Follow up to my issues with pfdhcpdlistener process stalling when using
Fortigate firewall SSO
This seems to be some sort of race condition in the API processing of DHCP.
As far as I can tell the pfdhcplistener process analyses the DHCP packet and
punts it on to the
pf:dhcp:processor.pm:process_packet via the API.
The pf:dhcp:processor.pm module registers the IP and MAC addresses extracted
from the DHCP packets
in the nodes table of the database. At this point it also performs the SSO to
the firewall. This SSO request
is punted to the pf:firewallsso module again via the API.
When I turn on the SSO everything works fine for a while. Every so often the
QUEUE length for the pfdhcplistener
process will rise to about 15 and then drop back to 0 but eventually (about 20
minutes) a spike in the the QUEUE length for
the pfdhcplistener process rises to over 30 but then does not drop back to 0
but very rapidly rises to several 1000 at which
time the whole pf:dhcp:processor.pm module stops getting any more packets from
the API.
I cannot find any ERROR messages in the log files (under TRACE mode) for any of
the systems.
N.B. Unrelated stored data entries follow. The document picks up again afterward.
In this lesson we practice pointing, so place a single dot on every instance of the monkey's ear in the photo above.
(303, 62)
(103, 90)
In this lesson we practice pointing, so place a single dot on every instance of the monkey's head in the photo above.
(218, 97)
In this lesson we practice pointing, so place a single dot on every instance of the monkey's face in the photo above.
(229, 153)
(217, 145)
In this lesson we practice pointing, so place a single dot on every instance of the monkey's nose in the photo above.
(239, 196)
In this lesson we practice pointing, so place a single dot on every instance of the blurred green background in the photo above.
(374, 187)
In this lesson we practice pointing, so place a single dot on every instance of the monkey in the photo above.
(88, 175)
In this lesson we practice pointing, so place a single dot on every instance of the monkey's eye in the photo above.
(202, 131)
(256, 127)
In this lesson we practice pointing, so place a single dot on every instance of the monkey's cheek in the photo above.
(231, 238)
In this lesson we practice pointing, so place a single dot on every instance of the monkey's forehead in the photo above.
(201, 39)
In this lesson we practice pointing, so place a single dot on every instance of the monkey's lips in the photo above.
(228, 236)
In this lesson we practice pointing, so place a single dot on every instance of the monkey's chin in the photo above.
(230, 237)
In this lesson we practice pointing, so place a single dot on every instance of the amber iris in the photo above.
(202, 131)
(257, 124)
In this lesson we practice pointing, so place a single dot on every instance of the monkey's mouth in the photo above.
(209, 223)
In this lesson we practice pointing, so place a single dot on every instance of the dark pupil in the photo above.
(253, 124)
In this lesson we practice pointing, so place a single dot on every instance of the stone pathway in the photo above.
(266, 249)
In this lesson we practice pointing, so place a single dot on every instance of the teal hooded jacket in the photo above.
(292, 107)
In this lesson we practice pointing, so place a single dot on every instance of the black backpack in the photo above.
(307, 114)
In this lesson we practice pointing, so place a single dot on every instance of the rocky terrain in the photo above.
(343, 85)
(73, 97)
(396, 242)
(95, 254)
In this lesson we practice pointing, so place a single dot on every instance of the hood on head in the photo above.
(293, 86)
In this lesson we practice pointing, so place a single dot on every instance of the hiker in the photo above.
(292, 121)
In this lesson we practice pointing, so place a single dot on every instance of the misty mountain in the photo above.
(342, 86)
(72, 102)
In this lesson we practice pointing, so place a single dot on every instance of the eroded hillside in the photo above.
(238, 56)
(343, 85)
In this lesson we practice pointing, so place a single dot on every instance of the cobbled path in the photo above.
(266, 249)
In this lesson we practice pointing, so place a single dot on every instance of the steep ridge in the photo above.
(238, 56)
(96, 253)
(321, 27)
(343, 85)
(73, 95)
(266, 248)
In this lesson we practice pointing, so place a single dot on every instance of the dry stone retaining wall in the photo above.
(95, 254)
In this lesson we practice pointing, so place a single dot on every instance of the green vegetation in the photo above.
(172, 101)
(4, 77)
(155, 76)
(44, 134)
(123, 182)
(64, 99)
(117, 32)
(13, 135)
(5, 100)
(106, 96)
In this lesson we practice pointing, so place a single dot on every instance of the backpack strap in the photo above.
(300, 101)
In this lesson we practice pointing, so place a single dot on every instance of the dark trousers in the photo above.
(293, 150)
The only thing I have
noted is that more than 1 pfdhcplistener is picking up the same DHCP packet
from the queue:-
Dec 13 14:52:32 pfqueue(20439) INFO: [mac:unknown] APKT---DHCPACK for
88:e8:7f:cd:85:d5(10.240.240.28) for 1800 seconds
(pf::dhcp::processor::process_packet)
Dec 13 14:52:32 pfqueue(20439) INFO: [mac:unknown] The listener process is on
the same server as the DHCP server. (pf::dhcp::processor::pf_is_dhcp)
Dec 13 14:52:32 pfqueue(20439) INFO: [mac:unknown] DHCPACK from 10.30.249.118
(00:26:98:0a:86:41) to host 88:e8:7f:cd:85:d5 (10.240.240.28) for 1800 seconds
(pf::dhcp::processor::parse_dhcp_ack)
Dec 13 14:52:32 pfqueue(20439) INFO: [mac:unknown] The listener process is on
the same server as the DHCP server. (pf::dhcp::processor::pf_is_dhcp)
Dec 13 14:52:32 pfqueue(20439) INFO: [mac:unknown] Updating iplog for
88:e8:7f:cd:85:d5 -> 10.240.240.28 (pf::dhcp::processor::handle_new_ip)
Dec 13 14:52:32 pfqueue(20455) INFO: [mac:unknown] APKT---DHCPACK for
88:e8:7f:cd:85:d5(10.240.240.28) for 1800 seconds
(pf::dhcp::processor::process_packet)
Dec 13 14:52:32 pfqueue(20455) INFO: [mac:unknown] The listener process is on
the same server as the DHCP server. (pf::dhcp::processor::pf_is_dhcp)
Dec 13 14:52:32 pfqueue(20455) INFO: [mac:unknown] DHCPACK from 10.30.249.118
(00:26:98:0a:86:41) to host 88:e8:7f:cd:85:d5 (10.240.240.28) for 1800 seconds
(pf::dhcp::processor::parse_dhcp_ack)
Dec 13 14:52:32 pfqueue(20455) INFO: [mac:unknown] The listener process is on
the same server as the DHCP server. (pf::dhcp::processor::pf_is_dhcp)
Dec 13 14:52:32 pfqueue(20455) INFO: [mac:unknown] Updating iplog for
88:e8:7f:cd:85:d5 -> 10.240.240.28 (pf::dhcp::processor::handle_new_ip)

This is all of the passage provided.